One of the most debated topics of the year was the collapse of the European arm of King & Wood Mallesons. Having the previous summer laid bare the problems facing the firm in one of our most read features, we returned to the subject in March to chronicle the final year of the legacy SJ Berwin in forensic detail in the piece Shattered.

Perhaps our most memorable article of the summer was an in-depth investigation of the impact and prospects of the legal arms of the major accountancy groups, in Who’s afraid of the Big Bad Four? Here, we went against consensus to take a jaded view and question the Big Four’s commitment to the sector. Whether that downbeat assessment proves justified or not will tell you much about the shape of the legal industry in the decades to come.

Our September edition brought readers our flagship LB100 report (pictured), in which we exhaustively covered a challenging financial year for the industry and City toiling in the shadow of political uncertainty and Brexit.

In a year of big forces assailing the profession, we in October assembled an A-list roster of clients and senior partners to debate the prospects for global law firms, highlights of which were recorded in the feature Irresistible Forces.

Picking up some of these themes in our last issue of 2017 we investigated the upheaval in the UK legal market since the banking crisis that has seen a number of mid-tier players dramatically outclass larger firms for a sustained period. Our resulting cover feature, Reversal of fortunes, took a closer look at three stand-out firms to find up why they have excelled.

Rounding off the year, if one article highlighted the building tension in the City and global legal market as US and UK rivals fight for dominance, it was the October/November cover feature, The Departed, which swiftly became the most viewed online feature Legal Business produced in 2017. The piece, which focused on the track record of the growing number of partners that have quit the Magic Circle for US advisers, drew some very uncomfortable conclusions for the City elite and foreshadowed the headline-grabbing departure this week of Freshfields’ private equity veteran David Higgins for Kirkland & Ellis. The question for many in 2018 will be whether London’s top law firms have a more compelling strategic response to the US question that has dogged them with increasing threat for a decade.

Commentary

Some of our shorter takes on the market which we also published in open-access online form included:

Hot private equity money is remaking Europe’s legal market – Our view on the forces reshaping the legal profession in the most competitive sector of the deal market.

Myths and monsters – how KWM got swallowed by its own culture – Our final word on the lessons of the demise of the old SJ Berwin.

What’s the point of Baker McKenzie? (And does Paul Rawlinson have an answer?) – A provocative slant on the issues facing a global giant that has always promised a little more than it delivered.

What ails Freshfields?
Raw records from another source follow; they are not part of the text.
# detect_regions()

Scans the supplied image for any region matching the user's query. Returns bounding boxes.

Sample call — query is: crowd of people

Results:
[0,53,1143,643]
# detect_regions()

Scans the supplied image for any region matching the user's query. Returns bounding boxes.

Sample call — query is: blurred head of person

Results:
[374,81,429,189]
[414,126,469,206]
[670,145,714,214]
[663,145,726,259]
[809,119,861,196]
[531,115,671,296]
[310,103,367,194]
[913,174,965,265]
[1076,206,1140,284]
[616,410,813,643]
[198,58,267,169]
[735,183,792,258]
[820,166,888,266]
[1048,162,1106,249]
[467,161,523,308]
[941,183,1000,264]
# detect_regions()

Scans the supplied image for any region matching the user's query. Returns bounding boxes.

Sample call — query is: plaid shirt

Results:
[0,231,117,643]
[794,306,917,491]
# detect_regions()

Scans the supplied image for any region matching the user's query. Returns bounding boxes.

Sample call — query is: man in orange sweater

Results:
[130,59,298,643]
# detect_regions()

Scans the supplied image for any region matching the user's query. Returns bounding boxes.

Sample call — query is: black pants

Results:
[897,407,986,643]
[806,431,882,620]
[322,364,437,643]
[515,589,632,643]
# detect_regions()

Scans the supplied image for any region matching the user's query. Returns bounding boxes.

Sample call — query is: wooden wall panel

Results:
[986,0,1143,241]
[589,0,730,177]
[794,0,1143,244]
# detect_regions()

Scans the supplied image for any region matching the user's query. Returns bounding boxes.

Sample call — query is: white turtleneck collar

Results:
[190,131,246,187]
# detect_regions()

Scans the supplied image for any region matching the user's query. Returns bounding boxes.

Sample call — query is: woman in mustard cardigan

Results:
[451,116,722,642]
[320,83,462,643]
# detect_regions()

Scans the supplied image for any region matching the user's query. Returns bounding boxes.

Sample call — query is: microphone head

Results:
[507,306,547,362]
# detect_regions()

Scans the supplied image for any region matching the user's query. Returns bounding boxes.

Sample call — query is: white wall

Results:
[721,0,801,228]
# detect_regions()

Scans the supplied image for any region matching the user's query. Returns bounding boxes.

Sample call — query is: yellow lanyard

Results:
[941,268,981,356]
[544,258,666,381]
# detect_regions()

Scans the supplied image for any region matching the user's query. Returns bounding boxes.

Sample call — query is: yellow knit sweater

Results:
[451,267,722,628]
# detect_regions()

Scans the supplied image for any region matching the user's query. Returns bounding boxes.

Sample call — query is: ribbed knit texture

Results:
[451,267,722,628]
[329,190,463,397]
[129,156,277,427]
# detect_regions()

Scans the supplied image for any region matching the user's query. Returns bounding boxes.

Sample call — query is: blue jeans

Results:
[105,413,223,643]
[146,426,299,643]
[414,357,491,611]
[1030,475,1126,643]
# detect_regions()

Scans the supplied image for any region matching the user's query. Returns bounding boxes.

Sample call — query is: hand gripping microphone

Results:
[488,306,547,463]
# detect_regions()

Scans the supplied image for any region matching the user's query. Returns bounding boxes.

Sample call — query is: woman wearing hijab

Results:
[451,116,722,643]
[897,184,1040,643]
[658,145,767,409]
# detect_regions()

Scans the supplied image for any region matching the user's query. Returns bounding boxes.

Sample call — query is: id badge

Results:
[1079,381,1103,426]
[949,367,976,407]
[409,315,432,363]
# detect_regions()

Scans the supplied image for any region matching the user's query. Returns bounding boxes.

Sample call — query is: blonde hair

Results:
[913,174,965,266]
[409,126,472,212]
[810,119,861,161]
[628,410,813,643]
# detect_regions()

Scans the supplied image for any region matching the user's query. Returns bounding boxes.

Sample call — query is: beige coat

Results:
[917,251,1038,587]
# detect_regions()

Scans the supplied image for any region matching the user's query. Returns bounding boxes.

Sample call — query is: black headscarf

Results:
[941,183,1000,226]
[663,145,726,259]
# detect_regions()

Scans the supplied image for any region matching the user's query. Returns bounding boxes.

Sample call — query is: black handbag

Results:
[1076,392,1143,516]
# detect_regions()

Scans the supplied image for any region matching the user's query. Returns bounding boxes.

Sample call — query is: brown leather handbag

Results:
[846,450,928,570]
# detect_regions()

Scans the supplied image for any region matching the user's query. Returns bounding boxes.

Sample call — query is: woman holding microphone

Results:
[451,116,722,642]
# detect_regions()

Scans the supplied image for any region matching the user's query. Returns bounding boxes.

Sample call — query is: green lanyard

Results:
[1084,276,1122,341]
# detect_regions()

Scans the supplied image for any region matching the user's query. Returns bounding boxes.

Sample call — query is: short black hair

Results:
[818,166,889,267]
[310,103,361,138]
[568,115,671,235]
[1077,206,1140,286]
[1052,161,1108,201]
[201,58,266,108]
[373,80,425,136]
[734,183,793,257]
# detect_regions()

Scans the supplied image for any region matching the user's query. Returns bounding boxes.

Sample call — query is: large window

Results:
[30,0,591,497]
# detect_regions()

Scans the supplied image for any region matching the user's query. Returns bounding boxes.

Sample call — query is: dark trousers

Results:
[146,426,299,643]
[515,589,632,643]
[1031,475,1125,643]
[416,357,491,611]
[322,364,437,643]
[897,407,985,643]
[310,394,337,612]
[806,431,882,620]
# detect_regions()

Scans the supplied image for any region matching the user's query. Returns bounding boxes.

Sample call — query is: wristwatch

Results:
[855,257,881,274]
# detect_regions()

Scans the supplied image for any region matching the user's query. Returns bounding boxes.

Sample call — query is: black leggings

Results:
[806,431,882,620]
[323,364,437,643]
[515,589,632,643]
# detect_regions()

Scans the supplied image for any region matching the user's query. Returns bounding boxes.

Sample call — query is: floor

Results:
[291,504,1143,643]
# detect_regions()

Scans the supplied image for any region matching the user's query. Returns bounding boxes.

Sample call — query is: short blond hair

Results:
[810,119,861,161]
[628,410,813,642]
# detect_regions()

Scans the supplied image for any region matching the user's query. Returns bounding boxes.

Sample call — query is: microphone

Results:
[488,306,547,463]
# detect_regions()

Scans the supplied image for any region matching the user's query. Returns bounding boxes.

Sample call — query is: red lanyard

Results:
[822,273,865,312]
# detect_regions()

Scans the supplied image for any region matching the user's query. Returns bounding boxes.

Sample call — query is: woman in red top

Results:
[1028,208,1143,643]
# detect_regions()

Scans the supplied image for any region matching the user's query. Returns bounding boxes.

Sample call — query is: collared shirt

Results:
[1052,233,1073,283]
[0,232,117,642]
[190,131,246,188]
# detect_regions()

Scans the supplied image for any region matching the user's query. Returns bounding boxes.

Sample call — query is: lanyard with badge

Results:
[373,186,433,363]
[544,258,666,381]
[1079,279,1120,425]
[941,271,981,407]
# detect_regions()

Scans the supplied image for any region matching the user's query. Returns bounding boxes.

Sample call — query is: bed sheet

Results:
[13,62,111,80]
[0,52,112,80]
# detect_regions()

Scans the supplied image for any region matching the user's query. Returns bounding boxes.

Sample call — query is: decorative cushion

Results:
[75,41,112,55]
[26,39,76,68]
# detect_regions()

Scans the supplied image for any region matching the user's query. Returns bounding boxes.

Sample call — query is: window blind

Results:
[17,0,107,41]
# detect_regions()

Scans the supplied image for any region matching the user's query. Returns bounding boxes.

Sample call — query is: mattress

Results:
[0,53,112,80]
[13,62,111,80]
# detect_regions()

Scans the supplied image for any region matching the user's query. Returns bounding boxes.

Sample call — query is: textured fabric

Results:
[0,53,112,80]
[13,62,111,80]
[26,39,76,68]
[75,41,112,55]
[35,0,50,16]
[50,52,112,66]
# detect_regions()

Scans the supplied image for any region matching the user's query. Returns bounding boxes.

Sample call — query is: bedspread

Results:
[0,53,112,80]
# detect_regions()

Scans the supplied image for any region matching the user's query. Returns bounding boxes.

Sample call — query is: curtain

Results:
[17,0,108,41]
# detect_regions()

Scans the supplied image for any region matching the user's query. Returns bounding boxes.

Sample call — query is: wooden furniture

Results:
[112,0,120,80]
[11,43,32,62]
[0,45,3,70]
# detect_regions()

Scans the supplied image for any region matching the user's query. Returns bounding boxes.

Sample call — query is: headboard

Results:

Time is running out for ‘The Last Champions’ – We cast a critical eye over the malaise at one of the City’s most celebrated firms.

The Legal Services Act ten years on – still waiting for the Big Bang – Our take on the much-hyped deregulation of the world’s second largest legal market.

Ditching lockstep – better too late than never? – We stake our position on the key debate on remuneration that the industry has largely avoided having.

Anyway, that’s all, folks. Have a great holiday and we’ll see you soon in 2018.